Privacy Domain | Risk | Control | KRI |
Third-Party Risk Management |
Unauthorized access that results when a third party exceeds or misuses access |
Third-party security due diligence is performed upon onboarding and throughout the duration of the relationship |
% of vendors with access control issues identified as “high risk” |
Privacy Policies and Frameworks |
The act of not following policies, standards, or procedures |
Exceptions to privacy policies are reviewed and approved through a formal risk acceptance process and revisited periodically |
# of approved exceptions to the policy not revisited within a defined period of time |
Privacy-by-Design |
New types of data collected on website not understood |
Privacy Impact Assessments (PIAs) are performed during the design of new features on websites, including adding/modifying data collected from customers |
% of PIAs with a moderate or above risk ranking |
In response to these evolving challenges, many organizations have begun focusing on privacy KRIs in addition to compliance assessments to gain further insights into the effectiveness of their programs.
An effective privacy KRI program keeps executives better informed on the risks associated with their business, and also enables better decision making around emerging risks.

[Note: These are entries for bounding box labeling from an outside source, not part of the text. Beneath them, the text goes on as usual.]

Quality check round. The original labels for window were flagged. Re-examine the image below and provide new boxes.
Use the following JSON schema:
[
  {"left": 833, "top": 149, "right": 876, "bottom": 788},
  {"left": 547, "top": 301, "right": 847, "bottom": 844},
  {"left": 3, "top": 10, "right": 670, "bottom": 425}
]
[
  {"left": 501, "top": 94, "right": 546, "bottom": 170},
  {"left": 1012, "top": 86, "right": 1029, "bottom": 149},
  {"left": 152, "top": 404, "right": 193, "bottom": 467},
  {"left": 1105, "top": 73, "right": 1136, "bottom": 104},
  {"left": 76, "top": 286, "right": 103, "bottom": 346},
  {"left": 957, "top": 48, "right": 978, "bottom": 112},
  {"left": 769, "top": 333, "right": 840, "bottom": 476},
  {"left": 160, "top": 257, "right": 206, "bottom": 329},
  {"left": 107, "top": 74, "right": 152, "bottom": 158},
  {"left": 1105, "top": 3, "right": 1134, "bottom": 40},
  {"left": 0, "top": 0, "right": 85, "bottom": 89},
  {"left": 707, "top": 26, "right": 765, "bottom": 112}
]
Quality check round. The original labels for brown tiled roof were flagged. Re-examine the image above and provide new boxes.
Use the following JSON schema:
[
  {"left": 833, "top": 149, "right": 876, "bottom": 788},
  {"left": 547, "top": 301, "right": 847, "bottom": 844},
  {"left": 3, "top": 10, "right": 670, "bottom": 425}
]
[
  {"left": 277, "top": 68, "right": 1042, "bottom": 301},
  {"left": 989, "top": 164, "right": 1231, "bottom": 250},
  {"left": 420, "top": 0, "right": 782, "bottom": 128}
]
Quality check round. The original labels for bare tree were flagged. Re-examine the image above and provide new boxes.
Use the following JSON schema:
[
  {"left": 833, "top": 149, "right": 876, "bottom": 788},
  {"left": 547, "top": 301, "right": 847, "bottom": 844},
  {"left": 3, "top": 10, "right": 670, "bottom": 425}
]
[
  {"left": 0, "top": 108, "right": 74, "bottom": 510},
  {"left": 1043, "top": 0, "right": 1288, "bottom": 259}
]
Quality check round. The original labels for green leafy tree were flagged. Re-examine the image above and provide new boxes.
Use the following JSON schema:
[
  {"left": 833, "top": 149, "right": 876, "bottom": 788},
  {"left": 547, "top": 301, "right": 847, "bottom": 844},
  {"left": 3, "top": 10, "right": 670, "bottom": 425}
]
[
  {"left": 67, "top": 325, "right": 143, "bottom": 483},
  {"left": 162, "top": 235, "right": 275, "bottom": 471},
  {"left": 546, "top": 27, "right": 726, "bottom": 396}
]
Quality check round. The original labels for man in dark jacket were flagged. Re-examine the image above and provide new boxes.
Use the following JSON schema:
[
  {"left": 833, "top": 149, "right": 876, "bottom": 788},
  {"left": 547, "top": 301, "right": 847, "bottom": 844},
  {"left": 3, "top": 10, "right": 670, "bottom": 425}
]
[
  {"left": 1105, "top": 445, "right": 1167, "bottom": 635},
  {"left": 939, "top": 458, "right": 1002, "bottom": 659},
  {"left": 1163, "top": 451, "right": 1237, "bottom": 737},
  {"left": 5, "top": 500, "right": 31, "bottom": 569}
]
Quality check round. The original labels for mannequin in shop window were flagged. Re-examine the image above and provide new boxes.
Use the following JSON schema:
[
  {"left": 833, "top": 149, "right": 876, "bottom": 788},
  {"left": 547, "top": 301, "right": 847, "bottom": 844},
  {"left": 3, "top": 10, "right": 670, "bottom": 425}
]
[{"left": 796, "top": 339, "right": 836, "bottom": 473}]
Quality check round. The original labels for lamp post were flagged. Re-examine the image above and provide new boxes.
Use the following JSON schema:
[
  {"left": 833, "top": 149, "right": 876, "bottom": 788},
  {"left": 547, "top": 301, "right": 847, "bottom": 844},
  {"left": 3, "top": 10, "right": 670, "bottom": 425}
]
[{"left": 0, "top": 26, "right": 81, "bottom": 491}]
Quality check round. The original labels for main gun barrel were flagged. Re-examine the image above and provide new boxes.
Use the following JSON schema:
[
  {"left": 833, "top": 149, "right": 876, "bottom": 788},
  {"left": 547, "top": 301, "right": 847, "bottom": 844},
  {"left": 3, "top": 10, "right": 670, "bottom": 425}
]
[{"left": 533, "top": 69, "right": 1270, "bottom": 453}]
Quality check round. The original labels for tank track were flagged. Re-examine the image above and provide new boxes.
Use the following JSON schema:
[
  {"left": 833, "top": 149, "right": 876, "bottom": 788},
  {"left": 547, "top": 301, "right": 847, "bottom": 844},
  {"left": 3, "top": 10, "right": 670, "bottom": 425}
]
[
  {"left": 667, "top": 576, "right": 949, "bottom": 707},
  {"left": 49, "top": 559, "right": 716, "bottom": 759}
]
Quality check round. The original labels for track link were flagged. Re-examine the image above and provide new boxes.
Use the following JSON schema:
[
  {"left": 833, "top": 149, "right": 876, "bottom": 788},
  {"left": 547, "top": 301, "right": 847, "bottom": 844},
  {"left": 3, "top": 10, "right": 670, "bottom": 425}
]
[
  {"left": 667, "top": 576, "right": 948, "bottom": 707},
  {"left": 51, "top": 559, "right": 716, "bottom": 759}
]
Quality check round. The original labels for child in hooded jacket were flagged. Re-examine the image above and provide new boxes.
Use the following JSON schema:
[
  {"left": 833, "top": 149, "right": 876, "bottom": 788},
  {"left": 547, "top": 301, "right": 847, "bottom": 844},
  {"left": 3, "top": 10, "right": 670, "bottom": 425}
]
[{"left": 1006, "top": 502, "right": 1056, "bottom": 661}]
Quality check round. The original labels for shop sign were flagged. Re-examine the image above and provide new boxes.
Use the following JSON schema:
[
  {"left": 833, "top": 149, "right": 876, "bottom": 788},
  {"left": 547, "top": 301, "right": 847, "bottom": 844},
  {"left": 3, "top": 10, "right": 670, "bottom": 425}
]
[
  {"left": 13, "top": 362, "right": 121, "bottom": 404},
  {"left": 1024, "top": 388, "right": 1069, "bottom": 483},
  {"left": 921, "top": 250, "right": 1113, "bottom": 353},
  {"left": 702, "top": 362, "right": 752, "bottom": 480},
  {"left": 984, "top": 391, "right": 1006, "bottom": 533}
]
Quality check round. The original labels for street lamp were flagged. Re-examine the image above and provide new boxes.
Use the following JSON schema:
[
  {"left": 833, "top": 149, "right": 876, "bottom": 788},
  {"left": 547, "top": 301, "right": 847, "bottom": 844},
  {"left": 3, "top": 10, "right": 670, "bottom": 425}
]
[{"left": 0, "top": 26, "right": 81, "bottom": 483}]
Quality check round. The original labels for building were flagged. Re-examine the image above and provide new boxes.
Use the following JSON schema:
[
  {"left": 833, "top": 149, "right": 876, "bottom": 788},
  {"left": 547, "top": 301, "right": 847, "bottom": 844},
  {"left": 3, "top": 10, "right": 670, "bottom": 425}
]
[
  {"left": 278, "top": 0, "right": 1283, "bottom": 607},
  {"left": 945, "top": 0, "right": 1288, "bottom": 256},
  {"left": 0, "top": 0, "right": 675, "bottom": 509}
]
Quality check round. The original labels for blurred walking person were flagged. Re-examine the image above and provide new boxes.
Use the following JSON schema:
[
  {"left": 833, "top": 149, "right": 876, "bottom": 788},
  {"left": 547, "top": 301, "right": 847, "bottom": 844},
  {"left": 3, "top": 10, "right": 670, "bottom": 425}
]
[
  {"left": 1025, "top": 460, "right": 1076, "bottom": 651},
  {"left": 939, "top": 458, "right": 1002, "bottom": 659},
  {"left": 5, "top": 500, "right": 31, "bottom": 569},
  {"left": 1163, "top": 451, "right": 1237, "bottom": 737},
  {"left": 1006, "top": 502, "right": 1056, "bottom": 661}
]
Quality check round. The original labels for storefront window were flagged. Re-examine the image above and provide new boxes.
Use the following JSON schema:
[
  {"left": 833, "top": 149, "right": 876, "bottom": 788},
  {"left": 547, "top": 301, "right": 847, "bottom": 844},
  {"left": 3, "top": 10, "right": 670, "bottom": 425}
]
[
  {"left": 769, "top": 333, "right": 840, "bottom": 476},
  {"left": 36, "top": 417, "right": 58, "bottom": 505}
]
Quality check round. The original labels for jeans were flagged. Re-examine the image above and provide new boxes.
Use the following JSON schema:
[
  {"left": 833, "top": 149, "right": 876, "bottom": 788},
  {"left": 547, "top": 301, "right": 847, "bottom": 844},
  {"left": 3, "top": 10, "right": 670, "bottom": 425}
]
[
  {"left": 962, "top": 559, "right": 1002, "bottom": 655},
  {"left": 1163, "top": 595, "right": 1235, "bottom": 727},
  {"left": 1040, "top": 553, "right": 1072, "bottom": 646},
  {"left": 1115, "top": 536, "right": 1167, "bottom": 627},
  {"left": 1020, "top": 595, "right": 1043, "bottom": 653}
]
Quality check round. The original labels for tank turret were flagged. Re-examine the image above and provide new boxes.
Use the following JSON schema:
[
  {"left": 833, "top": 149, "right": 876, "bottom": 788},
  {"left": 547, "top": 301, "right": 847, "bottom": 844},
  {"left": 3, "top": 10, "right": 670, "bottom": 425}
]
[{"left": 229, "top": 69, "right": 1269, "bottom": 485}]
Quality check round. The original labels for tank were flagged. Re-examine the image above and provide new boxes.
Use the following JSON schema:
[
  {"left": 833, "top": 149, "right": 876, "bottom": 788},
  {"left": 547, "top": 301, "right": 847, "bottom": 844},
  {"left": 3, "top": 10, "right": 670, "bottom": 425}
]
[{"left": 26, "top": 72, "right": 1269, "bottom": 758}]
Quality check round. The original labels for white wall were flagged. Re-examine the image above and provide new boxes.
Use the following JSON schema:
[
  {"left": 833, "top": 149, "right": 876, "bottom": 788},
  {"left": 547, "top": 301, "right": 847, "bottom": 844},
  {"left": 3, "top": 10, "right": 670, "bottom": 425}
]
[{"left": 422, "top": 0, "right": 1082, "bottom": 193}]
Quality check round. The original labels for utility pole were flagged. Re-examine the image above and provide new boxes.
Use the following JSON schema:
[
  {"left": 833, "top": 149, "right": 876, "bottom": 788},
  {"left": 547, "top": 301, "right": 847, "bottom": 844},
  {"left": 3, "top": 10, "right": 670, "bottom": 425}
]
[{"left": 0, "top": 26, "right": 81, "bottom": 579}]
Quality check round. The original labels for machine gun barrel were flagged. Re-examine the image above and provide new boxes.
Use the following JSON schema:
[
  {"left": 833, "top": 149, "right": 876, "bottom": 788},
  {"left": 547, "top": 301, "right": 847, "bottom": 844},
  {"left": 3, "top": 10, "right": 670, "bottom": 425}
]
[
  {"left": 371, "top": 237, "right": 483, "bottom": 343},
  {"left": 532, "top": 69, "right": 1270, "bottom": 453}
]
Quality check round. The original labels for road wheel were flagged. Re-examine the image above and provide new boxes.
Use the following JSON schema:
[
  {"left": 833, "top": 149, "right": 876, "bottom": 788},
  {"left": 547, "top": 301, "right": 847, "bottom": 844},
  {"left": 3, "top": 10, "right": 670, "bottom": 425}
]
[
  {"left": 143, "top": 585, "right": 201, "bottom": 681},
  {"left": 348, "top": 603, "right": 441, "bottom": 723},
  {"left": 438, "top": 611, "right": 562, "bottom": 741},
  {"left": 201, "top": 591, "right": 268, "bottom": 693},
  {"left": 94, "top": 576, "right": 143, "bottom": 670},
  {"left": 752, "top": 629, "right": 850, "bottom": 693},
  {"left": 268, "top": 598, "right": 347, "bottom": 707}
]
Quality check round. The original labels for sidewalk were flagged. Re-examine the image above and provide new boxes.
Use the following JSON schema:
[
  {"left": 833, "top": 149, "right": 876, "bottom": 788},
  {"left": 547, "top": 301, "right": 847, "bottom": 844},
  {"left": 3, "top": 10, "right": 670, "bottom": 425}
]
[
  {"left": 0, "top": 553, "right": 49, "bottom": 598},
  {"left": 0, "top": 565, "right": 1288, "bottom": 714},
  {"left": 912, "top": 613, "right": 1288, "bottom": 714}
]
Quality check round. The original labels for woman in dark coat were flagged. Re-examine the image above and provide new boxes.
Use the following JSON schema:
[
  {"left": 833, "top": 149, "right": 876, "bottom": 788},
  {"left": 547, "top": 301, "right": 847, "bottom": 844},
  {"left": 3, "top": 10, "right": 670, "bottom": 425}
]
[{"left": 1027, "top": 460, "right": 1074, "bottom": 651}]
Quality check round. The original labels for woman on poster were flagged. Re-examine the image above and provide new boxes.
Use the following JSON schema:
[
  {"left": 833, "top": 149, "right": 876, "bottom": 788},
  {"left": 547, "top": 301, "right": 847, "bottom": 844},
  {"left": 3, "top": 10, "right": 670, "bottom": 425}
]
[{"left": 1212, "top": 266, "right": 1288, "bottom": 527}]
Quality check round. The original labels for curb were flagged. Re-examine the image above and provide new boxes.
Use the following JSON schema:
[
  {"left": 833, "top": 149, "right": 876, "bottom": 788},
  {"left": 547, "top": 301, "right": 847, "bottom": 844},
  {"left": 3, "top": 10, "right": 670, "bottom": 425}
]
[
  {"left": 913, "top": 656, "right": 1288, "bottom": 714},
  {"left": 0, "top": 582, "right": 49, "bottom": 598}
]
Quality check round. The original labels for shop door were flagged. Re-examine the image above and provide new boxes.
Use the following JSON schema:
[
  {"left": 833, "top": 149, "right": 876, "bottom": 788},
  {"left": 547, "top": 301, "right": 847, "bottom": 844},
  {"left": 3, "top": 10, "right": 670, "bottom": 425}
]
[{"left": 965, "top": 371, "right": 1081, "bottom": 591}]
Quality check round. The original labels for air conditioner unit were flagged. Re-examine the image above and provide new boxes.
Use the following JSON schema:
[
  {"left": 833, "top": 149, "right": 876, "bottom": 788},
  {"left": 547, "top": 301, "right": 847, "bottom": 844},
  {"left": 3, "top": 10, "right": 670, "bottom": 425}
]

Privacy KRIs aid in the achievement of specific objectives since enhanced risk monitoring and reporting identify impending risk before it’s too late. Early detection also reduces the time, effort, and expenses spent recovering from a breach or a penalty and the subsequent reputation damage.
Building a privacy KRI framework requires diligent review of existing controls, policies, and compliance requirements. Using these steps as a base, you can define your privacy risks and the KRIs needed to monitor them.
Along the way, you’ll need input from various parts of the business to accurately identify the controls and policies necessary to support your KRIs framework. These typically include, but are not limited to: Legal, Privacy, Audit, Cyber Security, Compliance, Marketing, and Human Resources.
Having a comprehensive view of your privacy risks is vital to data protection. Effectively monitoring privacy KRIs will allow you to more effectively address both present and emerging risks and better understand the threats facing your organization. KRIs, in collaboration with KPIs, can ensure you are on track to meet your business objectives. While it’s hard to predict what the future holds for your organization, a solid KRI program can help.